Tuesday, 28 February 2017

Who Reviews The Keeper of Traken by Tony J Fyler

The Keeper of Traken

Tony’s a Keeper.

The Keeper of Traken IS NOT BAD.

We feel an immediate need to say that because it’s in Season 18, and Season 18 is very hit and miss. But Keeper’s one of the three good stories from that season of seven. Along with The Leisure Hive and Full Circle, it studs the Season with reasons to still be watching Tom Baker’s last year in the Tardis.

Having said goodbye to Romana at the end of the frankly unfathomable Warriors’ Gate, the Doctor and still relative new boy Adric make it to N-Space, or ‘home’ as we call it, but, in a piece of narrative cramming, the vision of the elderly, dying Keeper of Traken (part king, part power regulator) appears in the Tardis, warning the Doctor that his successor Tremas, and Tremas’ family, his young wife Kassia and their daughter Nyssa harbour an evil that could well destroy the harmony of the Traken Union (a collection of planets ‘kept’ in balance and peace by the power of the Keeper).

What follows when they arrive on Traken is a story from Johnny Byrne which mingles Shakespearian tragedy with much more straightforward Biblical retelling. Kassia could be described as a woman who loves ‘not wisely but too well.’ Having tied her life and love to Tremas, she wants him to herself, wants not to lose him to the Keepership to which his even-handed approach to life would seem to propel him. There’s an almost palpable battle played out in their marriage between Tremas’ intellect and reason, and Kassia’s emotional passion, that wants to keep him safe, and by her side.

It’s a passion that many in Traken would see as selfish, wanting to keep her man by her side, rather than sacrificing him to the Keepership and so ensuring the benefit of all Trakenites except herself. And it’s a passion in which she’s fatally encouraged by a force of decay, of rage, and of dark passion, an almost literal whispering serpent in the Garden – in her case, a Melkur in the Grove, to whom she pours out her woes while tending its ‘frozen’ form. Just as we’re told in Eden, the serpent reasoned with Eve and tempted her to the Fall, so in Traken a whispering decayed form consumed by evil, a thing in a cowl, overcomes Kassia, and through her, connects to the Source of the Keepership, a position of enormous power. Using a certain amount of jiggery-pokery, and at a terrible cost, the Doctor, Adric and Tremas are ultimately able to defeat the cowled evil in their midst, revealed as the Master on his last ‘natural’ life, and the time travellers depart in the Tardis – but unusually, that’s not the end of this story. In fact, The Keeper of Traken is an important beginning in so many ways.

After only appearing once in the whole of Tom Baker’s tenure, the Production Team decided that the Master was going to become a force in the universe again.
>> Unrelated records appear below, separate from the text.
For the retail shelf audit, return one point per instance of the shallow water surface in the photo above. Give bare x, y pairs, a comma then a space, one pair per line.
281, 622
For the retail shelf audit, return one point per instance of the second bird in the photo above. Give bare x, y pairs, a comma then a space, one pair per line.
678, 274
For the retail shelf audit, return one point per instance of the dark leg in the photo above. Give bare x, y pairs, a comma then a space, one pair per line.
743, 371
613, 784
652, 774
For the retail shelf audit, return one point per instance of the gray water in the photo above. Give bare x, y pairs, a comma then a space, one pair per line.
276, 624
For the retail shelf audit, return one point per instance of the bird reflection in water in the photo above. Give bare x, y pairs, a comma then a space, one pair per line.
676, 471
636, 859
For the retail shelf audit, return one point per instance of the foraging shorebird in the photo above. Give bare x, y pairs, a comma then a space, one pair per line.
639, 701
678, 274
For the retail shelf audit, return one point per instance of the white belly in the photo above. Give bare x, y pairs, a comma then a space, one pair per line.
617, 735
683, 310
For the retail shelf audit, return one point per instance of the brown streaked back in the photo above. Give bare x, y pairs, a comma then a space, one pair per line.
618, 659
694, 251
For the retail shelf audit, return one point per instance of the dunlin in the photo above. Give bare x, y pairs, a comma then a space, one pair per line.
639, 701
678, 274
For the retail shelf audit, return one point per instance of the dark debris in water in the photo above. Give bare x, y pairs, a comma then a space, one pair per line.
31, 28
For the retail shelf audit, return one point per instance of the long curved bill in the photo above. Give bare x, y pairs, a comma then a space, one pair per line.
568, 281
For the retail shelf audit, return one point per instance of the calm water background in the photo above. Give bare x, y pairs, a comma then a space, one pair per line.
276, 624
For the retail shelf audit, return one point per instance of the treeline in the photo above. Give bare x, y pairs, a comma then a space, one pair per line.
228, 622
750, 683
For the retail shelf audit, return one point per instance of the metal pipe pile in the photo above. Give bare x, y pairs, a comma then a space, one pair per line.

Because of what Robert Holmes had done to him in The Deadly Assassin, turning him from the suave urbanity of Roger Delgado into the ‘screaming skull’ barbarism of the Peter Pratt incarnation, a pathway had to be found for him to return in a format that wouldn’t frighten the horses, and would let him be everything that Delgado’s Master had been – a master of disguises in particular. You can’t be a master of disguise when you look like a burned skull in a cowl. Geoffrey Beevers, in his only on-screen outing as the Master, gives an absolutely barnstorming performance, not in terms of ranting and raving, but in his sibilant, angry, powerful, mesmerising presence. When Beevers is on screen, even Tom Baker can’t make you look away.

It’s Beevers’ Master who snatches victory from the defeat that is The Keeper of Traken – not having been able to use the Source and the Keepership to get himself a new life cycle, he shows us the desperation of the Master and steals the body of Tremas at the very end of the story, after the Doctor has departed, becoming the Anthony Ainley incarnation that would see the Master return time and time again throughout the Eighties, all the way to the end of the Sylvester McCoy era of Doctor Who. Beevers and Ainley, between them, are the yin and yang of the story’s lifeblood, pulling Kassia in different directions as the Master and as Tremas and between them bringing her life to an early end.

And what’s more, it’s the beginning of the story of one of the Doctor’s most notably traumatised companions. Nyssa of Traken is an aristocrat of the Traken Union, accustomed to a life of privilege and command. The actions of The Keeper of Traken not only take Kassia from her, but also, although she doesn’t understand it by the end of the story, steal her beloved father away. More than that, the universe’s greatest individual evil will, after this, go through life wearing her father’s face, laughing at her, and the destruction of everything she knows, through his mouth, scowling out of her father’s eyes. When, just a little further on in her journey with the Doctor, her whole planet is destroyed and she becomes the last of her people in the universe, it’s done by the evil that wears her father’s body like a suit. Nyssa’s journey from aristocratic privilege to a fighter of good fights and a righter of wrongs in the universe begins with the Master overwhelming her family her in The Keeper of Traken. For the nimbleness of Anthony Ainley’s performance as Tremas, for Geoffrey Beevers’ ungovernable force as the Master, for Sheila Ruskin’s take on Eve as Kassia, and for Johnny Byrne’s script which deals with grand themes of love, loss, selflessness, power, desperation and the ungovernable loss of murder all within the scope of a Saturday evening family show about a time traveller with a police box that’s bigger on the inside, The Keeper of Traken is an astounding way to spend two hours of your life. Go back and spent two hours remembering the quality of which Season 18 was capable today.